Part One: Preparing for Your First Court Appearance
Step One: Confirm the Date and Time of Your Appearance
After you file your answer, the court will send you a postcard with the date and time of your first court appearance. If you don’t receive a postcard within a few weeks after you file your answer, you should call the clerk’s office and ask whether your court date has been set. If you miss your first court date, the court will enter a default judgment against you, and you will have to file an order to show cause to vacate the judgment.
Step Two: Gather Your Evidence
If you would like to submit evidence in support of your defenses, now is the time to gather and organize it. For example:
- If you were served at the wrong address, you should get proof of your address at the time of service. The best kind of proof is a copy of your lease or a letter from a government agency, such as the Social Security Administration, HRA, or Medicaid.
- If you are an identity theft victim, you should get a police report.
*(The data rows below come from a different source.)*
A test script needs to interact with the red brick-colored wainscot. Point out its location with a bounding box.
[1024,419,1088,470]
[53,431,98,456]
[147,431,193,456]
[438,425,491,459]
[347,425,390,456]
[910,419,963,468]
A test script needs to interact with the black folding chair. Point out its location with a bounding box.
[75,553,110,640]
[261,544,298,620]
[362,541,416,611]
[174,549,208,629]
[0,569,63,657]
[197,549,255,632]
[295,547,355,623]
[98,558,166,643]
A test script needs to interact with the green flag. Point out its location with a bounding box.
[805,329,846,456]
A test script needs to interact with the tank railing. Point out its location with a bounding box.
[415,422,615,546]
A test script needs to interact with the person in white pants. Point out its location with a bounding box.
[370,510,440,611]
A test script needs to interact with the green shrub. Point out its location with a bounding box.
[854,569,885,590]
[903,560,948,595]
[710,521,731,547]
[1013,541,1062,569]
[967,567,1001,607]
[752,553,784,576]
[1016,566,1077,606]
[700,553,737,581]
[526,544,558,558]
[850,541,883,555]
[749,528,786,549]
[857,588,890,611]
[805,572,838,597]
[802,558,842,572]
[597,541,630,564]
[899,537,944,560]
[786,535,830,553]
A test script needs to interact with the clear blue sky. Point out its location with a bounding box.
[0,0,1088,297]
- If you have paid the debt, you should gather proof of payment.
- If the debt was discharged in bankruptcy, you should gather your bankruptcy records, especially the list of debts to be discharged and your proof of discharge.
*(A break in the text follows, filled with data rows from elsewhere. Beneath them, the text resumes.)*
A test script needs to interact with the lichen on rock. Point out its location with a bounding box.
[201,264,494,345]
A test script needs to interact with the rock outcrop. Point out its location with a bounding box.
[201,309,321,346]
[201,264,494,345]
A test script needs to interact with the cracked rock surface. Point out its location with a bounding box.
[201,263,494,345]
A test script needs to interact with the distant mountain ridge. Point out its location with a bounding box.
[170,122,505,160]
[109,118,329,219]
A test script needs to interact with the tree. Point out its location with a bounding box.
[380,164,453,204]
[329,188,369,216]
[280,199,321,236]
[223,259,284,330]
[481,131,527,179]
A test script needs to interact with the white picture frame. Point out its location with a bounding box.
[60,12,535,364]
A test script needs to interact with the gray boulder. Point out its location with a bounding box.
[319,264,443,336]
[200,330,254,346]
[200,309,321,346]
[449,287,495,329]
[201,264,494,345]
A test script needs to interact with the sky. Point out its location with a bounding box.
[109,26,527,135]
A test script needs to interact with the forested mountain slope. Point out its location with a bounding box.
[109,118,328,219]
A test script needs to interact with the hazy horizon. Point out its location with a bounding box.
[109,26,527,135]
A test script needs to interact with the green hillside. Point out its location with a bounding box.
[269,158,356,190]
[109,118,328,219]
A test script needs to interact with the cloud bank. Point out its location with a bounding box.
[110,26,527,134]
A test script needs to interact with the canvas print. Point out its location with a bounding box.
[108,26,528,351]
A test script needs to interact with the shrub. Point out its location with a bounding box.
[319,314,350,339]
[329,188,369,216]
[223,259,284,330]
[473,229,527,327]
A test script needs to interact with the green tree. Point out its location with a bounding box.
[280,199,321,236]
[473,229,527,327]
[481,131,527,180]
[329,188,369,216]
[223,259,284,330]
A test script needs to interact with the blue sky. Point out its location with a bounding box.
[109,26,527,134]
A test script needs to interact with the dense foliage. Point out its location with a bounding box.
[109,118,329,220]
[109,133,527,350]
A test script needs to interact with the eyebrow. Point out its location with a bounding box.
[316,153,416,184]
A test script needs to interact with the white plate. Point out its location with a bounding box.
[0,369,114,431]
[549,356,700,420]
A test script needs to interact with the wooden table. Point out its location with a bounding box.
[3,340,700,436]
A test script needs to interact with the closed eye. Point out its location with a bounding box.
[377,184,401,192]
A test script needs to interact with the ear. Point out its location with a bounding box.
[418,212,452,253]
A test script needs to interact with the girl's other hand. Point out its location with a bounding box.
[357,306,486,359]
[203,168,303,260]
- If you have exempt income, bring proof of the source of your income, such as an award letter from Social Security or HRA.
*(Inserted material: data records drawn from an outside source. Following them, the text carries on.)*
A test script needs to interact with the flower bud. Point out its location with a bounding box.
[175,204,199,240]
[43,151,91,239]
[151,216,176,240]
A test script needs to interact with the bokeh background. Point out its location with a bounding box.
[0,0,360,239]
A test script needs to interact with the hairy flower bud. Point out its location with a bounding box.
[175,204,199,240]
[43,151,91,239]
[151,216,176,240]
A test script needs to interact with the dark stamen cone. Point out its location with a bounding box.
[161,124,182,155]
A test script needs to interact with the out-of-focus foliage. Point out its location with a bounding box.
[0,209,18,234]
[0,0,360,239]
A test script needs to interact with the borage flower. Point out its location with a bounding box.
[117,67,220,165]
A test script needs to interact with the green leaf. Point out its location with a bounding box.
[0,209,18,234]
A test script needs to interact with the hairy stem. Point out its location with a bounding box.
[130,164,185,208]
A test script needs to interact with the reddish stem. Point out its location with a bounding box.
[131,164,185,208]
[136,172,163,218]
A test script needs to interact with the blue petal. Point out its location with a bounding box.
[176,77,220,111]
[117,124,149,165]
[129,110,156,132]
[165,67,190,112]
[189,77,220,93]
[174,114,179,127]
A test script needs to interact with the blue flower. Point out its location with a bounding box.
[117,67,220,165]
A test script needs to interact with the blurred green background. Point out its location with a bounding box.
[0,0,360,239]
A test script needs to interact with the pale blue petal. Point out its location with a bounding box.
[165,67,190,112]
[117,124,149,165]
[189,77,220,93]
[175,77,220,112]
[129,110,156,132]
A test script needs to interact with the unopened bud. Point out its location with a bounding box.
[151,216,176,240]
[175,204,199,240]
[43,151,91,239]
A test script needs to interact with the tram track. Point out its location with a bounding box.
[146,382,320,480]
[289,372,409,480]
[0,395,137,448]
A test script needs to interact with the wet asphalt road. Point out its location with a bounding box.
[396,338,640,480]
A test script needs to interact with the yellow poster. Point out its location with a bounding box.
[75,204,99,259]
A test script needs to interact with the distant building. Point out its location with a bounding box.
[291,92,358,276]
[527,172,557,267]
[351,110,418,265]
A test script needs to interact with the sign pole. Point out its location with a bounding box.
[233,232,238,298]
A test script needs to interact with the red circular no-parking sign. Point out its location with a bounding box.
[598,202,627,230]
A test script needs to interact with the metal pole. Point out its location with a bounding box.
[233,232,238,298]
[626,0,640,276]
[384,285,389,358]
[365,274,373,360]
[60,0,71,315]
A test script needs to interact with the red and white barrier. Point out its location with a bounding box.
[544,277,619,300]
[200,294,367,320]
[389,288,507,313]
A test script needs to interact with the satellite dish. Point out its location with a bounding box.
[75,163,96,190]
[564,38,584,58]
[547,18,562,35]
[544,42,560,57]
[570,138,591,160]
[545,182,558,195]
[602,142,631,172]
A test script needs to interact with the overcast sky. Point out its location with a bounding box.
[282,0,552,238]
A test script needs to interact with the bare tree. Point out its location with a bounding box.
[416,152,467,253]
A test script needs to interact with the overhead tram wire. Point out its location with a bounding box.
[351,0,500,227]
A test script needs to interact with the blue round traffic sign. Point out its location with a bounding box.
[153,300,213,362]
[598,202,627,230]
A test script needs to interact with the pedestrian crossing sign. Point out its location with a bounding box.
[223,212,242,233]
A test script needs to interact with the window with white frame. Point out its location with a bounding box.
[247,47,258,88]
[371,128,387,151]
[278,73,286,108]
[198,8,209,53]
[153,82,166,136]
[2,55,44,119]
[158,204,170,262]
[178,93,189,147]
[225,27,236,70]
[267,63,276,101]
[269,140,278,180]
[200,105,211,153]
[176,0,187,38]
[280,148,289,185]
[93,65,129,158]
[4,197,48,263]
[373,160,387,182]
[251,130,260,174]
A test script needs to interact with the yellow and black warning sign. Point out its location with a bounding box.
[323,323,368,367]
Do not worry if you do not have evidence to submit. In credit card cases, it is very common for the defendant not to have any evidence at all. Remember that the plaintiff has the burden of proof. That means it is the plaintiff’s job to come forward with proof that you owe the debt, or the case must be dismissed.
Step Three: Make a Decision About Settlement
At your first court date, the plaintiff and the judge will ask you if you want to settle the case by making a payment agreement. You should prepare for this moment in advance by deciding whether you want to and can afford to settle the case. If you do wish to settle, you should decide on an amount that is affordable to you. Write your decision down, and bring it with you to the court date. You can look here for some helpful guidelines to consider as you decide whether or not to make a settlement agreement.
Step Four: Practice Your Part
Court can be confusing, and you will not have much time to tell your side of the story. Therefore, it is important to pick out a few key points and stick to them. Below are some possible points that you might want to make in court, depending on your situation. If you need help deciding what points to focus on, call the NYC Financial Justice Hotline at 212-925-4929 (or click here to request assistance).
If you have a clear defense: By “clear defense,” we mean a reason why you clearly should not have to pay. Examples of clear defenses are: you were served at the wrong address, you are an identity theft victim, it is not your debt, the debt is past the statute of limitations, the debt has been paid or discharged in bankruptcy, or you do not owe the debt for some other reason. In this case, you should refuse to enter into a settlement agreement and you should assert your defense at every possible opportunity. See Common Defenses to Creditor Lawsuits.
If you feel you owe some money, you can afford to make payments, and you want to negotiate a settlement agreement: You must still assert defenses. But you can use your defenses as a bargaining tool in order to negotiate a lower settlement amount. Remember that if the plaintiff is a debt buyer, it bought your debt from your original creditor for pennies on the dollar, and it most likely lacks the evidence it needs to win the case. The plaintiff can afford to reduce the amount of the debt significantly and still make a profit. Offer a little less than you want to pay, and be firm. Don’t agree to pay more than is comfortable for you. If the plaintiff won’t agree to your terms, ask to see proof of the debt.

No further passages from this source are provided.